Unfortunately, due to the flexibility of HTML syntax, many Web pages do not obey the W3C HTML specifications, which may result in errors in the DOM tree structure. Moreover, the DOM tree was initially introduced for presentation in the browser rather than description of the semantic structure of the Web page. For example, even though two nodes in the DOM tree have the same parent, the two nodes might not be more semantically related to each other than to other nodes. Figure 10.7 shows an example page.5 Figure 10.7(a) shows part of the HTML source (we only keep the backbone code), and Figure 10.7(b) shows the DOM tree of the page. Although we have surrounding description text for each image, the DOM tree structure fails to correctly identify the semantic relationships between different parts.
In the sense of human perception, people always view a Web page as different semantic objects rather than as a single object. Some research efforts show that users always expect that certain functional parts of a Web page (e.g., navigational links or an advertisement bar) appear at certain positions on the page. Actually, when a Web page is presented to the user, the spatial and visual cues can help the user unconsciously divide the Web page into several semantic parts. Therefore, it is possible to automatically segment the Web pages by using the spatial and visual cues. Based on this observation, we can develop algorithms to extract the Web page content structure based on spatial and visual information.

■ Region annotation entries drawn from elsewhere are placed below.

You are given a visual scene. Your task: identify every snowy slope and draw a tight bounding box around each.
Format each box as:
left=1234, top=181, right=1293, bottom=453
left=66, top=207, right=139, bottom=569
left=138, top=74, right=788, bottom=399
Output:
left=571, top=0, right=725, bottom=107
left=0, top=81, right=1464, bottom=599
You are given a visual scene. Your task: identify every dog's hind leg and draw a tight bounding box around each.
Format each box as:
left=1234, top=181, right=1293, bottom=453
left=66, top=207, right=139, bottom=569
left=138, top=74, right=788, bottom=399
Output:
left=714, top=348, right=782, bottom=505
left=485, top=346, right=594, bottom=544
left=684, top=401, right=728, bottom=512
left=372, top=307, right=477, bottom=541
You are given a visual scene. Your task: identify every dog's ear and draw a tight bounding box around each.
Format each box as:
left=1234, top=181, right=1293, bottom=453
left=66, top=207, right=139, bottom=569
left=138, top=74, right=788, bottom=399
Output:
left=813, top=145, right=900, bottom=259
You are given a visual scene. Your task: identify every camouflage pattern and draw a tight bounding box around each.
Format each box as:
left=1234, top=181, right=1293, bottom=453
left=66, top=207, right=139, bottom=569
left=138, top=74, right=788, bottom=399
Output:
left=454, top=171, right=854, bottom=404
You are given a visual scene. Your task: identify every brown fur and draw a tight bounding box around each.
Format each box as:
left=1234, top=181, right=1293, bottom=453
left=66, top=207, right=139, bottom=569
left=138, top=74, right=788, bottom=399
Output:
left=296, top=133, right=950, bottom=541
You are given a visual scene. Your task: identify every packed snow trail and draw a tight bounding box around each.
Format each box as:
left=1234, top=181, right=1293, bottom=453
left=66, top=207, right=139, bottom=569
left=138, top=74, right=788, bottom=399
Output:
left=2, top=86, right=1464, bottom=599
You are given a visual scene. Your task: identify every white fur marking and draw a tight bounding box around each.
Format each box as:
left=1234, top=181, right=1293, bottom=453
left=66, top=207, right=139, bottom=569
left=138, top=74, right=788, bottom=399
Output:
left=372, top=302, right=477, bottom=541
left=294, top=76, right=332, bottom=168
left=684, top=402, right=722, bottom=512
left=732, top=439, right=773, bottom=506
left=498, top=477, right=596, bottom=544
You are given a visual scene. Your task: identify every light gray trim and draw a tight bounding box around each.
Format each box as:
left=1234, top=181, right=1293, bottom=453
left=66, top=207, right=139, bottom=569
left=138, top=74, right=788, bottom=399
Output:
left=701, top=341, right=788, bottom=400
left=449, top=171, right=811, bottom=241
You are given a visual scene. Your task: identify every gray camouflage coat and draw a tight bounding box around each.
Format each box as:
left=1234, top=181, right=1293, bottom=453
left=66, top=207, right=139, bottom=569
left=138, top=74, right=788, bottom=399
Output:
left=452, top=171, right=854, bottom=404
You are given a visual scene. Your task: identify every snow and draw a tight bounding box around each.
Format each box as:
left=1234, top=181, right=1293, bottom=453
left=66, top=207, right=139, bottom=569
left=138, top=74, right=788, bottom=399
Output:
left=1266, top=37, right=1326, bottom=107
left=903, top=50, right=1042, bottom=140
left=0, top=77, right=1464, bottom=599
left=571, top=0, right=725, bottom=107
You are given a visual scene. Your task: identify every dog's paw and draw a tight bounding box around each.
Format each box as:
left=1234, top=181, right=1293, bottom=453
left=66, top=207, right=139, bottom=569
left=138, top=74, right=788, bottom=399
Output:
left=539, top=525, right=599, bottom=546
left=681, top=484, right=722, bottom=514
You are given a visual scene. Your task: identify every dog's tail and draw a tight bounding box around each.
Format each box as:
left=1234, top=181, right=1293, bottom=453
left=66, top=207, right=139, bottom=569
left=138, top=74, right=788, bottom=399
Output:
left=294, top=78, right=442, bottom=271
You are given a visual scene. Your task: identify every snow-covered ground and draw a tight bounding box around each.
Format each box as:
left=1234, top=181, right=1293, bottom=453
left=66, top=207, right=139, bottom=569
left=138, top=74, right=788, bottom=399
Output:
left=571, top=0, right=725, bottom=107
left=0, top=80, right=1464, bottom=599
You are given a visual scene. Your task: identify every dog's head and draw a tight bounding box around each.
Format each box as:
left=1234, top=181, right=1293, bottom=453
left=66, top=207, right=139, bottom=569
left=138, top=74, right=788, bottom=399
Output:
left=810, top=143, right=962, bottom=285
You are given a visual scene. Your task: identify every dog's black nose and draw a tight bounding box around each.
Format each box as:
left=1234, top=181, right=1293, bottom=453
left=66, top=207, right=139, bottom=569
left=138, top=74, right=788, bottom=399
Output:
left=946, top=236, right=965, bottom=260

Here, we introduce an algorithm called VIsion-based Page Segmentation (VIPS). VIPS aims to extract the semantic structure of a Web page based on its visual presentation. Such semantic structure is a tree structure: each node in the tree corresponds to a block. Each node will be assigned a value (Degree of Coherence) to indicate how coherent the content in the block based on visual perception is. The VIPS algorithm makes full use of the page layout feature. It first extracts all of the suitable blocks from the HTML DOM tree, and then it finds the separators between these blocks. Here separators denote the horizontal or vertical lines in a Web page that visually cross with no blocks. Based on these separators, the semantic tree of the Web page is constructed. A Web page can be represented as a set of blocks (leaf nodes of the semantic tree). Compared with DOM-based methods, the segments obtained by VIPS are more semantically aggregated. Noisy information, such as navigation, advertisement, and decoration can be easily removed because these elements are often placed in certain positions on a page. Contents with different topics are distinguished as separate blocks.